The exercise is again performed, as in the previous case, from the position lying on the back. It is necessary to raise the body and lower it back.
Twisting on the diagonal.
For an ideal press, it is important to work out all groups of peritoneal muscles, including obliques. Therefore, it is required to lie on your back, having bent your legs at the knees, to take your hands behind your head. It is necessary to lift the torso quickly and often, trying to reach the knee of the opposite leg with the elbow at the same time.
This is a great option to quickly pump up the press at home. Charging will have to perform every other day, starting with a minimum load, gradually increasing the pace and number of approaches. The main thing is not to overstrain, so as not to damage the muscles, but to do everything as much as possible.
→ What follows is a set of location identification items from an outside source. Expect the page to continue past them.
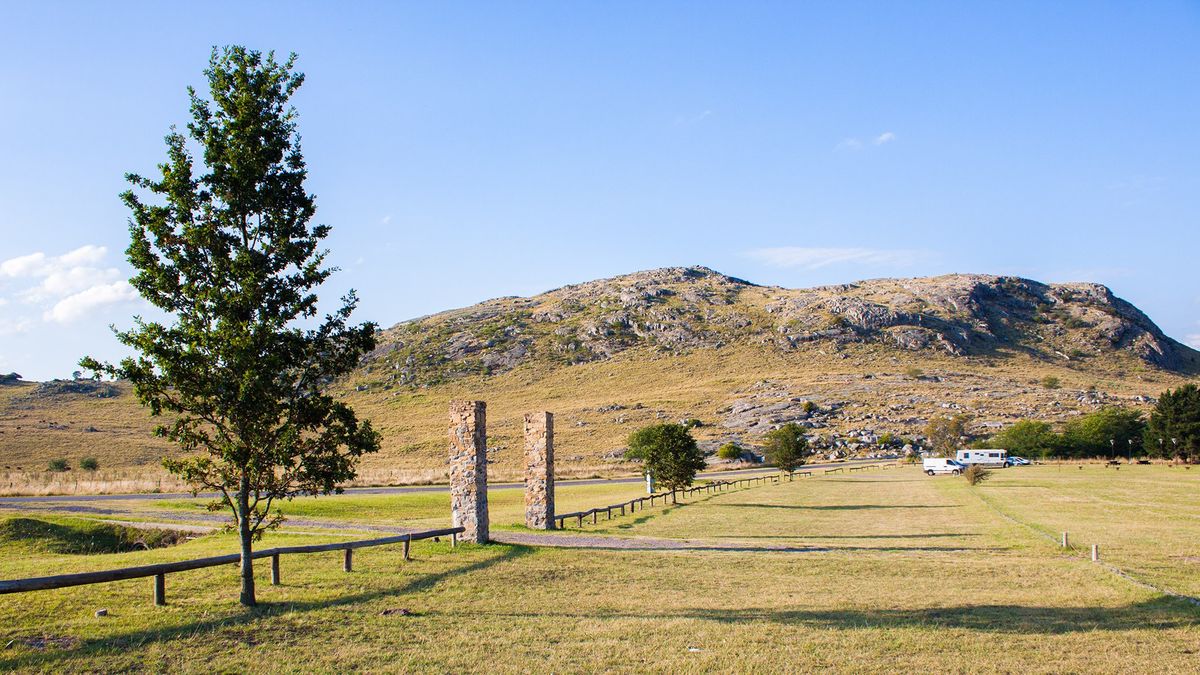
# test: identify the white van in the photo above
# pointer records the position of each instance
(934, 466)
(988, 457)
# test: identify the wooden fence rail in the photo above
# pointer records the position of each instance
(161, 569)
(640, 502)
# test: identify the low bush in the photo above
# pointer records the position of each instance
(729, 451)
(976, 475)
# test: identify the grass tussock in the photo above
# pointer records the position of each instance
(83, 537)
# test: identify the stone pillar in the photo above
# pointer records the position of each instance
(540, 471)
(468, 469)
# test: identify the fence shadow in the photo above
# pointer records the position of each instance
(1161, 613)
(837, 507)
If muscle strengthening is not enough, you should go to another question - how to pump the press into cubes at home. In this case, a longer and more intensive course of exercises will be required.It is better to choose one that is designed for a month and can give the expected result during this time.
In the monthly complex for an ideal press, the following movements are included in cubes:
Pulling the knees to the chest.
It should be convenient to sit on the floor, legs should be bent at the knees, feet should be on the floor. Palms need to be rested on the floor, legs stretch forward and not straighten them completely. The abdominal muscles need to maximally strain and tighten the knees to the chest. Then pull the legs forward. The approach includes 25 times.
An exercise for all time, which is included in a variety of complexes. In the air, imaginary pedals should be “twisted” for 25-30 seconds, first to do it forward and then the same back. If you do it correctly, then during the execution of the muscles will feel good.
Twisting - the basis of the swing press, and the updated exercises provide amazing results. It is required to sit down and put the legs on the floor, then they must be raised and pulled up to the chest. And hands should not be wrapped around them. Then the limbs are pulled forward, the abdominal muscles tense, and the arms are spread around the sides. Again - perform 25 times.
Lying on the floor and joining the legs, place your hands on the sides of the torso. Straining the abdominal muscles, raise one lower limb up, it should be done slowly and at the same pace lower. Then repeat with the other leg. When the foot approaches the floor, hold it at the lowest point for a couple of seconds.
It is recommended to start with one approach for each movement, then do already two. Thus, pumping the press for a month at home will be within the reach of even those who do not have much training. The main thing - the regularity and compliance with certain rules. Then your press will be proud and will envy others.